Planets migrations and impacts. The study: “A giant impact as the likely origin of different twins in the Kepler-107 exoplanet system” of A. S. Bonomo (INAF– OA di Torino) recently appeared on Nature Astronomy

Exoplanets with a radius smaller than 3 Earth radii span a wide range of characteristics. In fact, both low density sub-Neptunian and high-density Earth- and Mercury-like planets have been observed with such a radius. This diversity suggests that these planets, despite being formed in a similar way, followed different evolutionary patterns depending on the characteristics of their host stars, the forming environment, and the planetary system they belong.

 

Photoevaporation is one of the mechanism that may alter the evolution of a planet. This process is triggered by copious UV and X-ray radiation incident on the planet. This radiation can be emitted by the central star itself, given that young stars are often bright sources of UV and X-ray radiation. This incident radiation heats the gas of the planets and that in the protoplanetary disk even up to few thousand degrees, making it disperse in the surrounding environment.
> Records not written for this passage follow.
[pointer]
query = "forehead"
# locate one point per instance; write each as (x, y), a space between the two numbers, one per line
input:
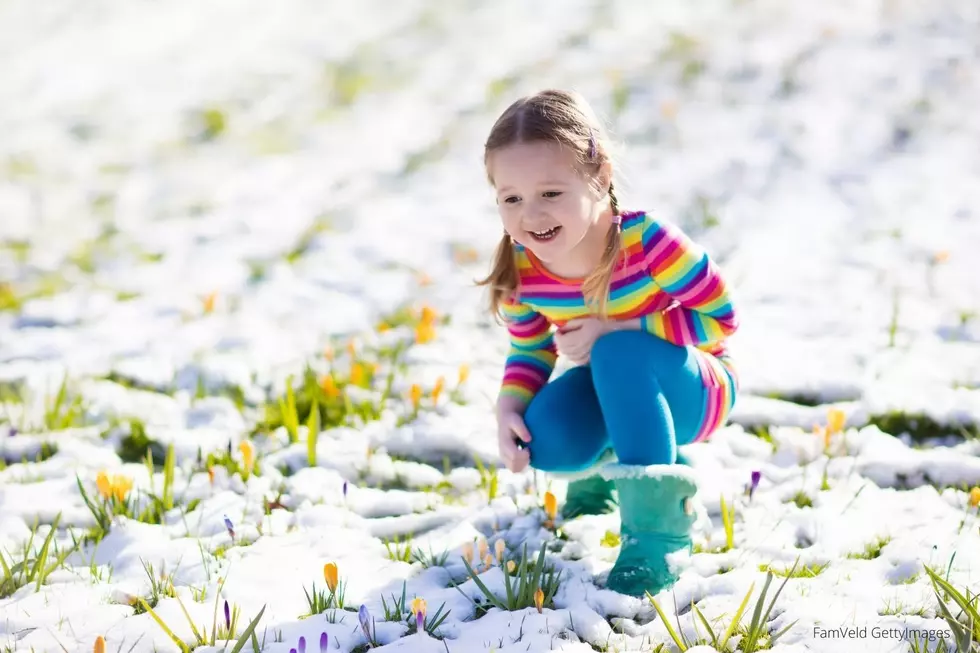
(523, 164)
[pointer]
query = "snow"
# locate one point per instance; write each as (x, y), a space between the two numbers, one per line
(307, 168)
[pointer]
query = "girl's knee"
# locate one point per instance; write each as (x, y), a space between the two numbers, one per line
(636, 347)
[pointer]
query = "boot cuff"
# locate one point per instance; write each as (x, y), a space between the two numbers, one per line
(613, 471)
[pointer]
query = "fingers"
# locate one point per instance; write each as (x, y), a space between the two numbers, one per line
(520, 429)
(519, 461)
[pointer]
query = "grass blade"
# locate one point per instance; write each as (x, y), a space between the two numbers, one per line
(680, 642)
(179, 642)
(240, 644)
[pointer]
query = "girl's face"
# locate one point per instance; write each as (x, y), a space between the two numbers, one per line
(546, 203)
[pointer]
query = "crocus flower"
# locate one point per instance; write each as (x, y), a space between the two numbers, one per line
(418, 609)
(437, 390)
(329, 386)
(550, 505)
(835, 420)
(356, 374)
(364, 617)
(209, 302)
(330, 575)
(103, 485)
(754, 483)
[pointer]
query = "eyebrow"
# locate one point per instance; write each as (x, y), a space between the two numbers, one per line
(543, 183)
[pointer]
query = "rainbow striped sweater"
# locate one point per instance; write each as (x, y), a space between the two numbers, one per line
(665, 279)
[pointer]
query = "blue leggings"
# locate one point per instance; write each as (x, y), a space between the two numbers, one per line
(639, 394)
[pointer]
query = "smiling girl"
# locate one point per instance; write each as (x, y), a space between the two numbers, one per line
(641, 311)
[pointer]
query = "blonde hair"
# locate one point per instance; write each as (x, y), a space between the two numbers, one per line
(563, 117)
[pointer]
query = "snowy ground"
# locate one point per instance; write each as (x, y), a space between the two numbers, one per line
(198, 200)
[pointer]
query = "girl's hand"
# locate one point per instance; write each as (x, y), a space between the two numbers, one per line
(510, 429)
(576, 338)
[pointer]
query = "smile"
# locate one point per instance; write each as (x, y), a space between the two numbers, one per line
(545, 235)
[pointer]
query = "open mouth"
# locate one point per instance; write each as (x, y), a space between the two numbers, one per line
(543, 236)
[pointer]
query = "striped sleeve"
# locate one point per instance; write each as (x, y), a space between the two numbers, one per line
(532, 355)
(702, 312)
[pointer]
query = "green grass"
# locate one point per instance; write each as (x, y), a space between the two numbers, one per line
(802, 500)
(806, 571)
(871, 550)
(30, 565)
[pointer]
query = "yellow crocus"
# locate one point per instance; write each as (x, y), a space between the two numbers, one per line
(550, 505)
(356, 374)
(330, 576)
(121, 485)
(429, 315)
(836, 420)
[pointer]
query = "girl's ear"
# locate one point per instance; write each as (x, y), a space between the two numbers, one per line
(604, 179)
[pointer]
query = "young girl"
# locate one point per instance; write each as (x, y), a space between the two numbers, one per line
(639, 309)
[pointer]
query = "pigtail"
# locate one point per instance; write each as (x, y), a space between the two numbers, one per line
(597, 286)
(503, 277)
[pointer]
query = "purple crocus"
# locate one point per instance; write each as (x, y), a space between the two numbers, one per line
(365, 618)
(756, 477)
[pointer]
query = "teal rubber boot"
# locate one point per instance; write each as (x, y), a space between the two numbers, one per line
(589, 496)
(658, 510)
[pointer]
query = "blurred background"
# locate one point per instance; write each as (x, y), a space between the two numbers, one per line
(208, 192)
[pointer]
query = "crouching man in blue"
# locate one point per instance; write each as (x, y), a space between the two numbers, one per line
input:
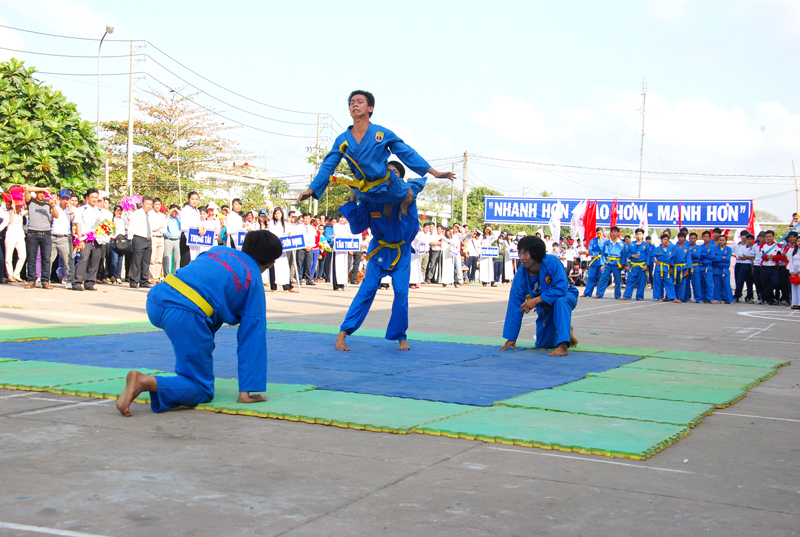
(222, 285)
(393, 231)
(543, 285)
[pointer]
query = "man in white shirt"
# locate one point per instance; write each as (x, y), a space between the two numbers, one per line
(61, 232)
(85, 221)
(159, 222)
(140, 233)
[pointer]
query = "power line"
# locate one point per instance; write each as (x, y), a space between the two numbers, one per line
(630, 171)
(66, 36)
(61, 55)
(225, 117)
(228, 90)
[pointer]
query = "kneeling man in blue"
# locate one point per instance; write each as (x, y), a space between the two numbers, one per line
(220, 286)
(542, 285)
(389, 255)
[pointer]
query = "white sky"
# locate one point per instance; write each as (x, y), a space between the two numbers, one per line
(556, 82)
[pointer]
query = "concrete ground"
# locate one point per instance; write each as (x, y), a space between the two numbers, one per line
(70, 463)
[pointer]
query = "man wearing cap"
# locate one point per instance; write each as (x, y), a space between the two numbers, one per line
(41, 211)
(61, 234)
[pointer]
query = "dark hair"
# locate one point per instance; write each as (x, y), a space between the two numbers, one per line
(370, 98)
(401, 170)
(262, 246)
(534, 246)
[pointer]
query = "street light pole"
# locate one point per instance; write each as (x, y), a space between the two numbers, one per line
(109, 30)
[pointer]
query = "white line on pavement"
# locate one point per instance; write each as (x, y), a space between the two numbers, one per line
(641, 467)
(46, 531)
(759, 417)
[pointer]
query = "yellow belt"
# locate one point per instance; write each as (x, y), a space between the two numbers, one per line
(189, 293)
(384, 244)
(362, 184)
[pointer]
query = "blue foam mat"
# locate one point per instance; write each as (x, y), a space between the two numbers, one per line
(448, 372)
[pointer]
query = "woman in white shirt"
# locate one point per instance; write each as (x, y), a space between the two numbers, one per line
(15, 240)
(487, 262)
(279, 273)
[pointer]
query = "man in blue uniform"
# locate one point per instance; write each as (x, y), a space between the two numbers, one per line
(596, 262)
(541, 284)
(222, 285)
(636, 252)
(613, 251)
(682, 260)
(389, 255)
(366, 147)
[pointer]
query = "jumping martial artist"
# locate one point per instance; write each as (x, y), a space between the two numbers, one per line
(221, 285)
(366, 147)
(389, 255)
(595, 266)
(722, 271)
(613, 252)
(662, 270)
(636, 253)
(681, 260)
(695, 274)
(541, 284)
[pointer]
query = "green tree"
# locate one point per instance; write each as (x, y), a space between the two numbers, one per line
(173, 133)
(42, 137)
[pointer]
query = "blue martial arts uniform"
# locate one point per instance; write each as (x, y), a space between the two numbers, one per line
(638, 275)
(707, 271)
(663, 280)
(682, 261)
(368, 160)
(595, 264)
(554, 315)
(696, 276)
(228, 283)
(722, 274)
(612, 254)
(389, 255)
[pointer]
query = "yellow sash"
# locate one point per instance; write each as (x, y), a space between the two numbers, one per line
(384, 244)
(189, 293)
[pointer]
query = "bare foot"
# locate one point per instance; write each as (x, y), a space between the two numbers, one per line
(406, 202)
(135, 383)
(573, 341)
(340, 344)
(561, 350)
(245, 397)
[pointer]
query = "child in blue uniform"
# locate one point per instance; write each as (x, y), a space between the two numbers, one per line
(682, 260)
(367, 147)
(707, 267)
(596, 263)
(636, 253)
(541, 284)
(695, 275)
(221, 285)
(389, 255)
(662, 270)
(722, 271)
(613, 252)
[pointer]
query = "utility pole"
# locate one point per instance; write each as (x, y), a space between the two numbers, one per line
(129, 170)
(796, 192)
(464, 194)
(641, 147)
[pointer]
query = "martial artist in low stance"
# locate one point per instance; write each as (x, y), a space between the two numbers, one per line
(543, 285)
(389, 255)
(221, 285)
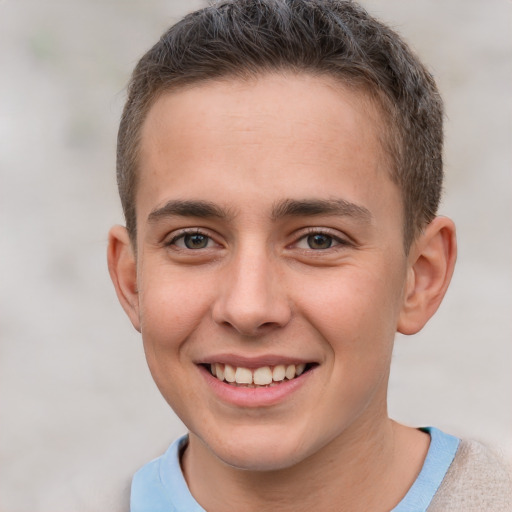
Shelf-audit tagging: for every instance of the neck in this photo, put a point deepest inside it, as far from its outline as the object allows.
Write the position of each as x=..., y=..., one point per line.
x=363, y=469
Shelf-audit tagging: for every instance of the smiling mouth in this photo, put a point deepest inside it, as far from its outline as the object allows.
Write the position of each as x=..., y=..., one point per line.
x=265, y=376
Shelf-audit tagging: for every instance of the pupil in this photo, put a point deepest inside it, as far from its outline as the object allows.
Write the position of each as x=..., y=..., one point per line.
x=196, y=241
x=319, y=241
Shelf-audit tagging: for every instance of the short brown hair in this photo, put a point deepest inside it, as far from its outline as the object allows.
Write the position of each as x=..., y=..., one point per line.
x=338, y=38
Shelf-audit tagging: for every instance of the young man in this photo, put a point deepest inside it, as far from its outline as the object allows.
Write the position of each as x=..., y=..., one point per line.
x=280, y=167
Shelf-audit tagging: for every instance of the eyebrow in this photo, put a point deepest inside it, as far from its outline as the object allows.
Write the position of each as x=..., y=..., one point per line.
x=191, y=208
x=313, y=207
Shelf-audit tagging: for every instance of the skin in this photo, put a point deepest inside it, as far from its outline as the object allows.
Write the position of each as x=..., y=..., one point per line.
x=260, y=287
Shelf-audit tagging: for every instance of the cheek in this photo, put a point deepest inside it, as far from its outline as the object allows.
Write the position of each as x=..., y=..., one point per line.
x=171, y=307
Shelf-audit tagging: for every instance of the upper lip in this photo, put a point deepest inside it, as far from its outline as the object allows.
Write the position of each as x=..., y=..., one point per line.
x=253, y=362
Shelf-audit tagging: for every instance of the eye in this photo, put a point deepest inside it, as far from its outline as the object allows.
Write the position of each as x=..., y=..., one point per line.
x=195, y=240
x=318, y=241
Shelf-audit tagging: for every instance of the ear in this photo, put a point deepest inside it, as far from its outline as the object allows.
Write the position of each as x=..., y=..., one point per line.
x=430, y=268
x=122, y=266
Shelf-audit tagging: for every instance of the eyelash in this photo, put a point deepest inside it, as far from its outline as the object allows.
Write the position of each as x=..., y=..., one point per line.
x=326, y=233
x=304, y=236
x=183, y=234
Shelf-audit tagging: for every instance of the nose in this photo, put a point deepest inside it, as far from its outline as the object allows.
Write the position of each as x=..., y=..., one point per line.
x=252, y=298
Photoevaporation, thus, reduces the amount of volatile elements in young exoplanets. Besides, young planetary systems may be characterized by planetary migrations and frequent collisions. Our Solar System, for instance, still show evidence of such a violent past, like the morphology of Mercury and our Moon.

 

The star Kepler-107, about 1700 light years away from the Sun, with 1.2 times the solar mass and and age of about 4.3 billion years, hosts a planetary system with 4 sub-Neptuns discovered by the NASA satellite Kepler. Their rotation periods (3.18, 4.90, 7.96 and 14.75 days) are almost in resonance, suggesting that these planets migrated from their formation site. The two innermost planets have been analyzed in the study: “A giant impact as the likely origin of different twins in the Kepler-107 exoplanet system” of A. S. Bonomo (INAF – Astrophysical Observatory of Turin), recently appeared on Nature Astronomy. The authors of this study observed Kepler-107 with HARPS-N, mounted on the Telescopio Nazionale Galileo, from 2014 June 21st to 2017 April 22nd, collecting 114 spectroscopic observations of the star and its planets. These observations, together with Kepler data, allowed them to estimate the density of the two innermost planets, with Kepler-107 c being about twice more dense than Kepler-107 b (12.6 e 5.3 g/cm³ respectively). This configuration cannot be due to photoevaporation. If this would be the case, in fact, the innermost planet had received a larger X-ray and UV flux from the host star and thus it was more affected by photoevaporation, being today with a larger density than the outer planets. This doesn’t match with the observations. To explain this discrepancy. the authors have shown with simulations that high speed collisions with a 10 solar mass exoplanets would have formed a planet with the same characteristics of Kepler-107 c because of the lost of most of its mantle. The exoplanetary system orbiting around Kepler-107 is thus the only known system with evidence of collisions responsible for the current architecture. The astronomers L. Affer and G. Micela of INAF – Astronomical Observatory of Palermo, are coauthors of this study.

 

The figure (link) shows some snapshots of the simulated collision that formed Kepler-107 c. The adopted collision velocity is 62.5 km/sec, and the planets have a mass of 10.5 Earth masses. The three strips display composition (top), density (middle) and temperature (bottom). The impactors have identical initial composition consisting of 70% forsterite mantle and 30% iron core by mass. The middle two frames show a cross-sectional cut through the pancake structure created by the impact. Most of the material is vaporized during the impact. The largest post-collision remnant has a bound mass of 8.2 Earth masses with a material composition of 36% forsterite and 64% iron, which is consistent with both Kepler-107 c mass and composition. The post-collision remnant is significantly inflated and still cooling at the end of the simulation (last frame).